ISLAMABAD, Jan 8: Many communities hit by the October 8 quake still remain cut off despite resumption of helicopter flights on Wednesday and the clearing of some main roads, a UN agency official told Dawn here on Sunday. “Bad weather and snow last weekend, which caused landslides, had impacted on relief work,” the official said. In addition to snow, a cold snap meant earthquake survivors and aid workers had to cope with abnormally low night-time temperatures and chilling winds, he said.
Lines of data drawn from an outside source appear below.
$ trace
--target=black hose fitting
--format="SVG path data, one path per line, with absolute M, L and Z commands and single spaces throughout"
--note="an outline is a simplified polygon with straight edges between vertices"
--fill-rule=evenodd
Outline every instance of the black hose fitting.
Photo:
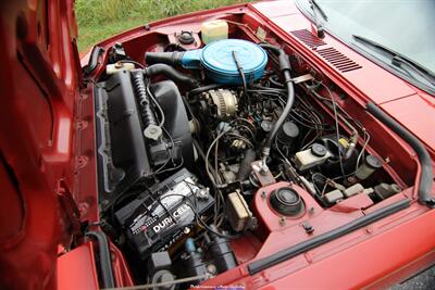
M 263 154 L 263 161 L 268 159 L 271 147 L 273 143 L 273 140 L 275 139 L 276 134 L 279 131 L 281 127 L 283 126 L 285 119 L 287 118 L 288 114 L 291 111 L 293 104 L 295 102 L 295 87 L 291 81 L 291 65 L 290 65 L 290 60 L 288 55 L 285 53 L 285 51 L 278 47 L 274 47 L 271 45 L 262 45 L 260 43 L 260 47 L 273 51 L 276 54 L 278 54 L 278 65 L 279 65 L 279 71 L 283 74 L 283 79 L 284 79 L 284 86 L 287 89 L 287 103 L 284 106 L 284 110 L 279 116 L 279 118 L 276 121 L 275 126 L 273 126 L 273 129 L 268 136 L 268 140 L 264 143 L 262 154 Z
M 183 51 L 147 52 L 145 53 L 145 62 L 147 63 L 147 65 L 164 63 L 173 66 L 179 66 L 182 65 L 183 55 Z
M 147 88 L 145 86 L 144 74 L 141 71 L 132 72 L 132 83 L 137 100 L 139 101 L 140 116 L 144 122 L 144 128 L 149 125 L 158 125 L 154 112 L 151 108 L 150 98 L 147 93 Z
M 144 70 L 144 74 L 147 77 L 163 75 L 166 78 L 173 80 L 174 83 L 182 83 L 190 88 L 197 88 L 199 86 L 198 81 L 195 80 L 192 77 L 183 74 L 176 71 L 174 67 L 163 63 L 158 63 L 146 67 Z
“More snow has been forecast for early next week,” he added. With many tents collapsed under the weight of snow, the International Organisation for Migration (IOM) was coordinating with shelter assessment teams from other NGOs as well as sending its own staff to evaluate the tents and distribute additional plastic sheets, blankets and tarpaulins, an IOM official said.
“Collapsed tents will be re-erected and 20,000 handouts in Urdu, English and Pushto about proper tenting techniques will be disseminated by the UNHCR to all the camps,” he said.
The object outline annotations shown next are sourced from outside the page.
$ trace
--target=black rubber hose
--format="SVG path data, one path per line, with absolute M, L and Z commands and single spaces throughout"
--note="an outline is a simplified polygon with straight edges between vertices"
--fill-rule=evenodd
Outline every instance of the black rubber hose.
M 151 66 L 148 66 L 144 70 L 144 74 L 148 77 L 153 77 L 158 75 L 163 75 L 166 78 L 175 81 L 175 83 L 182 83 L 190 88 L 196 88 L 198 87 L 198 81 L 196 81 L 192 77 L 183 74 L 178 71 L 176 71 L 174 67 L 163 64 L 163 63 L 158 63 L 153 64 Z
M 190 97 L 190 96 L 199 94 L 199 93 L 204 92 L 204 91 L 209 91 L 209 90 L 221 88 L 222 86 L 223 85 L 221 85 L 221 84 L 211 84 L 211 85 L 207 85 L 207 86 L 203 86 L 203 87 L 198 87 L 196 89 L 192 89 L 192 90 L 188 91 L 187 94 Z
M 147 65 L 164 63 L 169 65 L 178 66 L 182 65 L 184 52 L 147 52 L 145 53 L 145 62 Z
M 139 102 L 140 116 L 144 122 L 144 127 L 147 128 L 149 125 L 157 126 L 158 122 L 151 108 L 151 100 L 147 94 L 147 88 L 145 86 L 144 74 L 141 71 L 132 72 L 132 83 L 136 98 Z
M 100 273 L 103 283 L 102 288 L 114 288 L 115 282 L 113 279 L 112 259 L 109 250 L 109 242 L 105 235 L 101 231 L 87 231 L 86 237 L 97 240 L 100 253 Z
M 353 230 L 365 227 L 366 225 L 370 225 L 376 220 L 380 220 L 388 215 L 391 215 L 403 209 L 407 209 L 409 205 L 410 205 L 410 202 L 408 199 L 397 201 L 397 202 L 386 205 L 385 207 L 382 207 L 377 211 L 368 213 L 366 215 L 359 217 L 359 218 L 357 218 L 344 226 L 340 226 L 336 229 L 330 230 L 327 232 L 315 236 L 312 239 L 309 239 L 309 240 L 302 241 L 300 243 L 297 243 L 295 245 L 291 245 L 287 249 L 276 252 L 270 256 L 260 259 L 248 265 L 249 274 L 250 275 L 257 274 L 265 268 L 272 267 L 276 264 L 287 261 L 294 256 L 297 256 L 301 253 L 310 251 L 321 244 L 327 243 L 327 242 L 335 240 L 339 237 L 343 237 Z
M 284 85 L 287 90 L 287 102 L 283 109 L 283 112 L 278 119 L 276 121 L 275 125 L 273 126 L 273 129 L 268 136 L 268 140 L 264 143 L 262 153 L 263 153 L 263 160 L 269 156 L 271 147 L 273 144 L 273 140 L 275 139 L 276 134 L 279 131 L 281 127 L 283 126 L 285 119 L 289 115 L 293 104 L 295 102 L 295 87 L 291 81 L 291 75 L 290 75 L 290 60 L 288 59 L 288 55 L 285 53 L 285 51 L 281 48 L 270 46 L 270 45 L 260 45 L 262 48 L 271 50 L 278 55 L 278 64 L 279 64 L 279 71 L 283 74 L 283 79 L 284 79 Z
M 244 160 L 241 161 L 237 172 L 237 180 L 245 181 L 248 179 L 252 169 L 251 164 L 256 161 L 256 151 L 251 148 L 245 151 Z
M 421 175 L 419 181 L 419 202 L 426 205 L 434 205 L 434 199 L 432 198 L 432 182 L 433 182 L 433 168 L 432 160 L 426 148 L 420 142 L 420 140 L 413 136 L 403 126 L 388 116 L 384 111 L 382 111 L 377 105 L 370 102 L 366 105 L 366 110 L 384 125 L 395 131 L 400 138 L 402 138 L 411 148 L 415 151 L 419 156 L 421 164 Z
Next week, spot checks would also be carried out in villages at higher altitude to provide similar assistance, the IOM official said.
“The snow storm has been very hard on the people living in tents, and very frustrating for our staff, who have been unable to distribute critically needed relief items when their need was the greatest,” said IOM’s chief of mission in Pakistan, Hassan Abdel Moneim Mostafa.
“This winter will be a struggle for everyone,” he added. The IOM had shipped 8,000 shelter kits from Islamabad to its forward distribution bases over the past 10 days. An additional, 6,000 kits (along with 3,000 sets of jackets, socks and gumboots for children aged six to eight) had been purchased and would be arriving after the weekend, he added.
The IOM and other agencies have now wrapped up major operations in Forward Kahuta, Haveli district, which has received sufficient shelter material for the winter.
The organisation has crafted a multi-group response to the shelter needs in the area. A shelter cluster assessment had found that the quake had affected 170,000 people, many of them living between 5,000-9,000 feet high up.
On 27 December, 50 elders from five regional tribes met in a Jirga with IOM’s Mary Guidice, the emergency shelter coordinator for the region, and other key international NGOs leaders.
The tribal leaders promised security measures for the international aid workers and IOM, ACTED, World Vision and Church World Service agreed to send in assessment teams to the five represented tribes and begin relief deliveries.
Other agencies have also agreed to assist in the relief operation. The first shelter kits have already been delivered and more will follow according to the ongoing assessments in the region.